La  Jornada Semanal, 15 de abril del 2001


Carmen Boullosa

Frigidez y placer de mis ancestras

Con un discurso muy en el tono de los que en los años sesenta eran conocidos como “los jóvenes airados”, Carmen Boullosa se indigna en este texto, mitad ensayo, mitad memorias, contra el siempre abusivo uso del vocablo “frígida”. Sin pelos en la lengua, Carmen la describe como “una palabra ojete, que se mete donde no le importa”, y contrapone la necesaria reivindicación femenina indicando que “las mujeres tenemos derecho al trabajo y al placer, en nuestro nuevo ideal de costumbres”. Sirvan estas líneas para ilustrar a toda suerte de abascalistas, que desde su remoto siglo continúan creyendo, entre otras cosas, que los placeres de la carne “son derecho de los varones”.

La uno

Mi abuelo Enrique murió años antes de que yo naciera. Mis papás no se conocían siquiera, de hecho todo empezó entre ellos porque cuando el abuelo Enrique murió, mi mamá se enfermó (yo diría que en señal de duelo), y llamaron a mi papá, que era como ella alumno en la Berzelius, la escuela de química de la universidad jesuita, para que la ayudara a ponerse al día en sus estudios. Él era un alumno brillante, alguno de los curas se lo recomendó a mi abuela como un buen tutor y además un joven decentísimo. 
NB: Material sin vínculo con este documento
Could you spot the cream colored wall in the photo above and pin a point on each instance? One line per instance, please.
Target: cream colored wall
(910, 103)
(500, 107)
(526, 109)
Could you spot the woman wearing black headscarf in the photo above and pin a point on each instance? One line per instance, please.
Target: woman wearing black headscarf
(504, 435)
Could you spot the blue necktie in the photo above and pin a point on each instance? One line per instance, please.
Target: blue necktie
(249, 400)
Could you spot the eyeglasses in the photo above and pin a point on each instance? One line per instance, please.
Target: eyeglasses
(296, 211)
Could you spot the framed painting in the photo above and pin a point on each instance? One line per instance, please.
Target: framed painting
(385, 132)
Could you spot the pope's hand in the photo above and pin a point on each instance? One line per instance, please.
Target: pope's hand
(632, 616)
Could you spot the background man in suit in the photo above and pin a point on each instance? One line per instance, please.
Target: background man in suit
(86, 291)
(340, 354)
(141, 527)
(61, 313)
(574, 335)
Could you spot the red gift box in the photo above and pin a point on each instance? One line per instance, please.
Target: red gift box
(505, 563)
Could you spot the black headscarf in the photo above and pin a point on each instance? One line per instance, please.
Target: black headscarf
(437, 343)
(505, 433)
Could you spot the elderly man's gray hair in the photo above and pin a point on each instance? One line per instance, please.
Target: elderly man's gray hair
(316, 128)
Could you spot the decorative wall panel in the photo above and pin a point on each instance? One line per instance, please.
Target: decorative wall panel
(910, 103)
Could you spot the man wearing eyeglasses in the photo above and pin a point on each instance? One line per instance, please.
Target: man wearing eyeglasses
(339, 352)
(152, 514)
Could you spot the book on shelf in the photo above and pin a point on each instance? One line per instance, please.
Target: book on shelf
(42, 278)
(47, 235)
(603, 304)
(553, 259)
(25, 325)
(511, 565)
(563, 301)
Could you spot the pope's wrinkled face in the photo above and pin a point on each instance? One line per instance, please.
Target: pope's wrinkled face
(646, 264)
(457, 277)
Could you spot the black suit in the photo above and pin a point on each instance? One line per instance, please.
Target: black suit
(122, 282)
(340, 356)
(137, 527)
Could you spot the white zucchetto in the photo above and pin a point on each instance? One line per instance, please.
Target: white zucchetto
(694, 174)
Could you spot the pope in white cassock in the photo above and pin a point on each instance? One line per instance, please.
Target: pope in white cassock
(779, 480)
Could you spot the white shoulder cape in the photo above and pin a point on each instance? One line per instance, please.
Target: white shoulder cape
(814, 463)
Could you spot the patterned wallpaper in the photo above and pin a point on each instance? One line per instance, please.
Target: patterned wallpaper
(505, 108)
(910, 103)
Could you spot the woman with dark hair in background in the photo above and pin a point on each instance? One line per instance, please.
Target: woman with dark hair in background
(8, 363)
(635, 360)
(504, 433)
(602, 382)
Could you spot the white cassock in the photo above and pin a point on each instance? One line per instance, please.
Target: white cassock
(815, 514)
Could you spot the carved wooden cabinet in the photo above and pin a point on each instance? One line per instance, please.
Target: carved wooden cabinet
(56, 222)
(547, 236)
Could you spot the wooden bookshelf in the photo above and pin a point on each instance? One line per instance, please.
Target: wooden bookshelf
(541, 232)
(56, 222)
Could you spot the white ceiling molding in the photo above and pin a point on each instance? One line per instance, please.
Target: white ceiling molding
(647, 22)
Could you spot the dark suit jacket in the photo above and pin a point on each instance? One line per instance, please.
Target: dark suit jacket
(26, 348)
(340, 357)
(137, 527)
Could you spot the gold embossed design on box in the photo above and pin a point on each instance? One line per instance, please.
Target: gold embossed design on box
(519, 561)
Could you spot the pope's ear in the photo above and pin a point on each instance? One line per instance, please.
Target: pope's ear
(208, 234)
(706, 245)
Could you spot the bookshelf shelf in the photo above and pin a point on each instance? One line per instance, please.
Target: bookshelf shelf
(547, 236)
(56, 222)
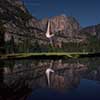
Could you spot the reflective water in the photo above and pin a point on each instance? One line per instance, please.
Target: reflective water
(72, 79)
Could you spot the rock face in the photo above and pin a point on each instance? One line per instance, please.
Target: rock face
(67, 25)
(92, 31)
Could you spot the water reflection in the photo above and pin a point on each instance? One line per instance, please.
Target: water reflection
(18, 78)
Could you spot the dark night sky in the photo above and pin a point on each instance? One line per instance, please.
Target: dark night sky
(87, 12)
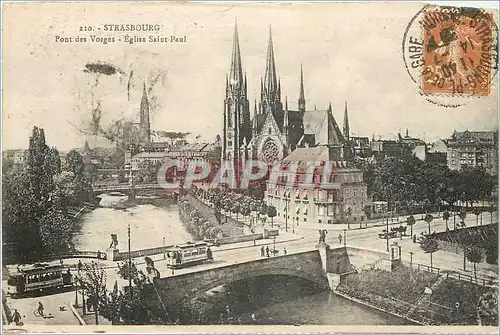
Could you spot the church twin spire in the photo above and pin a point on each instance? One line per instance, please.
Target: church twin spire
(236, 78)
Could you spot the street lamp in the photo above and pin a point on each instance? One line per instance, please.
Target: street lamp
(387, 229)
(286, 213)
(129, 265)
(164, 256)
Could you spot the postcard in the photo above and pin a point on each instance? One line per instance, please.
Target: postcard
(249, 167)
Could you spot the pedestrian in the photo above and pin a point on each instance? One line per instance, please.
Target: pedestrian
(41, 309)
(16, 318)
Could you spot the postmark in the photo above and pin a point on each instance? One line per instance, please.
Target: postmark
(451, 53)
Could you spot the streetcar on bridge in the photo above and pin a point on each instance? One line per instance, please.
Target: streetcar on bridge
(39, 277)
(188, 254)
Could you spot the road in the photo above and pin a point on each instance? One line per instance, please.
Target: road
(304, 239)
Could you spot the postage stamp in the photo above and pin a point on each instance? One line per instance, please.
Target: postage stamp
(189, 168)
(458, 54)
(452, 52)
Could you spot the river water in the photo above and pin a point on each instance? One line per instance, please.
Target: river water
(278, 300)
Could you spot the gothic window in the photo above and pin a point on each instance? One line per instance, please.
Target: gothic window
(270, 151)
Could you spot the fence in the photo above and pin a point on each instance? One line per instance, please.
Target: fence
(449, 274)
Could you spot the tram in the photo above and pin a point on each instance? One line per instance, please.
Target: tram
(188, 254)
(36, 277)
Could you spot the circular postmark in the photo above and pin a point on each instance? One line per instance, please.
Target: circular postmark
(451, 53)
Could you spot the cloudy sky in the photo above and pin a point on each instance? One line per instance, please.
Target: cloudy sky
(349, 53)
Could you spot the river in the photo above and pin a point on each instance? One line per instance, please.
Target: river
(264, 300)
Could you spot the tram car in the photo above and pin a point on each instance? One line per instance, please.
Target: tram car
(37, 277)
(188, 254)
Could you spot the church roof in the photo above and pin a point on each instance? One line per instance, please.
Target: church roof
(322, 124)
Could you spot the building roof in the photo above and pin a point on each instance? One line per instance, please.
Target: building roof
(474, 136)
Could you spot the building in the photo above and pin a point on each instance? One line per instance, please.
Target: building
(385, 148)
(473, 149)
(184, 154)
(275, 130)
(360, 146)
(409, 142)
(314, 203)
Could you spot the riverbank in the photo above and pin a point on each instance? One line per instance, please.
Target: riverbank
(417, 296)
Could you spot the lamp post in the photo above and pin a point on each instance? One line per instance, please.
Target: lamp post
(286, 213)
(387, 229)
(129, 265)
(76, 291)
(164, 256)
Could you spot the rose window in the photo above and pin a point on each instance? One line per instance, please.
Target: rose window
(270, 152)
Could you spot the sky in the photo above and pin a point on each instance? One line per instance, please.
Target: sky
(349, 52)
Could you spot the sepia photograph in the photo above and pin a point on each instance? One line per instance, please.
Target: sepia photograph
(249, 164)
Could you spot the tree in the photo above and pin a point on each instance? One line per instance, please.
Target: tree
(463, 215)
(477, 212)
(464, 240)
(474, 255)
(429, 246)
(348, 213)
(92, 280)
(428, 218)
(491, 209)
(446, 217)
(271, 212)
(410, 221)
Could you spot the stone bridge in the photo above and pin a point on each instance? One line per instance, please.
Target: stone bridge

Para mí que el jesuita entendía que la enfermedad de mi mamá tenía su origen en la tristeza, adoraba a su papá, y quiso enviarle un caramelito de consolación, mi papá. Lo adoró hasta su muerte. Lo adoró, lo idolatró, estuvo siempre enamorada de él. Recuerdo que poco antes de que ella enfermara, cambiaron de cama. Tenían una queen, y compraron dos individuales. Uno u otro se quejaban todas las mañanas: “No pude dormir porque pasé la noche en el agujero.” Hasta que llegaron al dictamen: “No somos para dos camas, nosotros dormimos pegaditos.” Regresaron a su cama queen, para que ninguno de los dos pasara la noche en el hoyo. A los ojos de mi mamá no había hombre más inteligente, más divertido, más guapo, más hermoso que mi papá. Yo lo vi siempre a través de esos ojos, hasta que ella murió y tuve que pasar por otros espejos. 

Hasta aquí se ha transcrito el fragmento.